Re: Replication bandwidth comparison



My point is with posting absolute numbers. Any numbers are HIGHLY
subjective to hardware, OS, OS configuration, NIC, NIC drivers, network
capacity, number of network hops, database structure, database
configuration, replication configuation, user activity in both publisher and
subscriber, processing capacity, transaction volume, transaction pattern,
and the list goes on and on and on. Unless you account for all of those
variables, any numbers posted are very misleading and we've all dealt with
managers who will take any excuse to "grind an axe".

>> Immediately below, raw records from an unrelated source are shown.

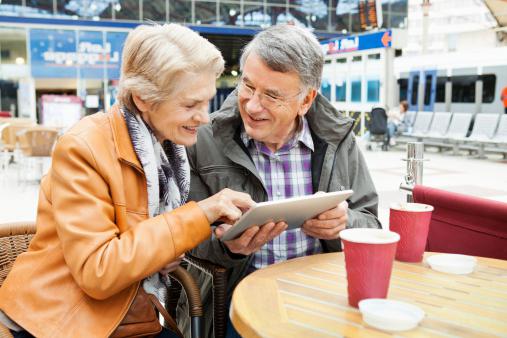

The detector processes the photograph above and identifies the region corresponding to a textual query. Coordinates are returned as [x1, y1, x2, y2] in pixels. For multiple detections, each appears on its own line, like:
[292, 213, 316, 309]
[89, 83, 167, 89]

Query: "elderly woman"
[0, 24, 254, 337]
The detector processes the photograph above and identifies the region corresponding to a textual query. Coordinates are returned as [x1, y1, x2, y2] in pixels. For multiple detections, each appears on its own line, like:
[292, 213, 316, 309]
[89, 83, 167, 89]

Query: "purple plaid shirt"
[241, 118, 322, 269]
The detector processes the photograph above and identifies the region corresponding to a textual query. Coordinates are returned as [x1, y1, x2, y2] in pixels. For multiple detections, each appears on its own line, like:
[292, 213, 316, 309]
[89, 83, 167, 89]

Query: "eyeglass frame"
[238, 77, 303, 109]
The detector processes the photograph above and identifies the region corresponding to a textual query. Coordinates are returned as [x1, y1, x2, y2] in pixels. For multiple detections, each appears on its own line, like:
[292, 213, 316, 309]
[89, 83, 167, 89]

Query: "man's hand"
[215, 222, 287, 255]
[303, 201, 349, 240]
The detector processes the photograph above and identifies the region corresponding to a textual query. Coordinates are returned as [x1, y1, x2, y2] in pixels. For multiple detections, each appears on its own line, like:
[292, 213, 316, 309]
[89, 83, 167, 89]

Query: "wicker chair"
[185, 253, 228, 338]
[0, 222, 35, 338]
[0, 222, 203, 338]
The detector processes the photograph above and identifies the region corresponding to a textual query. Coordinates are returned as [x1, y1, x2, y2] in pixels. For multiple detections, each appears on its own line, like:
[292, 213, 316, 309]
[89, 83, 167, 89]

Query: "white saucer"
[426, 254, 477, 275]
[359, 298, 424, 331]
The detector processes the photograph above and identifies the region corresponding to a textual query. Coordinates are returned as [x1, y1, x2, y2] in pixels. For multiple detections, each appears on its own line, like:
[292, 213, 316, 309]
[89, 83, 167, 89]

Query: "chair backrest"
[412, 111, 434, 134]
[468, 114, 500, 140]
[493, 114, 507, 143]
[0, 222, 35, 287]
[369, 107, 387, 135]
[413, 185, 507, 259]
[403, 110, 417, 127]
[445, 113, 472, 138]
[19, 127, 58, 157]
[428, 112, 452, 136]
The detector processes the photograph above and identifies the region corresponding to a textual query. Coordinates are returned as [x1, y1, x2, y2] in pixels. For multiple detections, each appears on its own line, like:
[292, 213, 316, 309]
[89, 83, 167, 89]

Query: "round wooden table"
[230, 253, 507, 338]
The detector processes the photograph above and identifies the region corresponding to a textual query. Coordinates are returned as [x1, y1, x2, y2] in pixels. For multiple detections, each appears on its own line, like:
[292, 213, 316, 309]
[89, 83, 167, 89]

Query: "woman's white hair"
[118, 24, 224, 113]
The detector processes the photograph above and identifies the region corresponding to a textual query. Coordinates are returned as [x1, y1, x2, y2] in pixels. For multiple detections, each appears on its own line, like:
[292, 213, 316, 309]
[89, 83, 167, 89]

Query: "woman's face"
[138, 72, 216, 146]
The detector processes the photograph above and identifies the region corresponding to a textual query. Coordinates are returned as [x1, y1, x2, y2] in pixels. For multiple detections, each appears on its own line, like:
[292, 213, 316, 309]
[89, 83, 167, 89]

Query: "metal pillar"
[402, 142, 424, 202]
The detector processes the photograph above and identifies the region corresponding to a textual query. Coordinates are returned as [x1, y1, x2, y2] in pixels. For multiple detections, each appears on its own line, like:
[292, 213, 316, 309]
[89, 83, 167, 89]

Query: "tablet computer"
[220, 190, 352, 241]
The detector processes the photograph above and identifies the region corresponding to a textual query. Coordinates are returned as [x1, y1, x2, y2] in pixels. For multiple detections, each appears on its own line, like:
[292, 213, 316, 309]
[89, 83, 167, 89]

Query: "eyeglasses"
[238, 79, 301, 109]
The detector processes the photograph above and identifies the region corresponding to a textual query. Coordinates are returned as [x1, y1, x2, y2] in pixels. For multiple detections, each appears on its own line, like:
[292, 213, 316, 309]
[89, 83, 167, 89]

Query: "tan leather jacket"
[0, 107, 211, 337]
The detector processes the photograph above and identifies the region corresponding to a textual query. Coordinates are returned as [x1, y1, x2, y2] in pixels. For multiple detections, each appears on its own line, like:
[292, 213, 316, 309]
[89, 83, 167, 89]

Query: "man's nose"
[245, 93, 263, 113]
[194, 105, 209, 124]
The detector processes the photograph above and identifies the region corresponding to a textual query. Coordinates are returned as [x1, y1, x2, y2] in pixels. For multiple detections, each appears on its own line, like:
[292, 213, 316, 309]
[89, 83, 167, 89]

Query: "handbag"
[110, 286, 183, 338]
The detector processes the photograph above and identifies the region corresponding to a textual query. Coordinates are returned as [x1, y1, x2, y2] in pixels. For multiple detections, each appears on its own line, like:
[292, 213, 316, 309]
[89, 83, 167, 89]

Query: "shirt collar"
[240, 116, 314, 151]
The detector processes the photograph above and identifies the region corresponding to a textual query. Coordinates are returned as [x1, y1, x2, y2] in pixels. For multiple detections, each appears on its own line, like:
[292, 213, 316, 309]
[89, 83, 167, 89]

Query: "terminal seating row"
[400, 112, 507, 157]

There are entire classes of applications that never perform a delete while
there are entire classes which never update a row of data. I've dealt with
healthcare applications which never deleted a row of data (a logical delete
was performed instead). I've also dealt with others where updates were not
allowed and every change was posted as a new row of data. Every industry
has applications like this and while not "routine", it is quite common
particularly in financial services.

--
Mike
http://www.solidqualitylearning.com
Disclaimer: This communication is an original work and represents my sole
views on the subject. It does not represent the views of any other person
or entity either by inference or direct reference.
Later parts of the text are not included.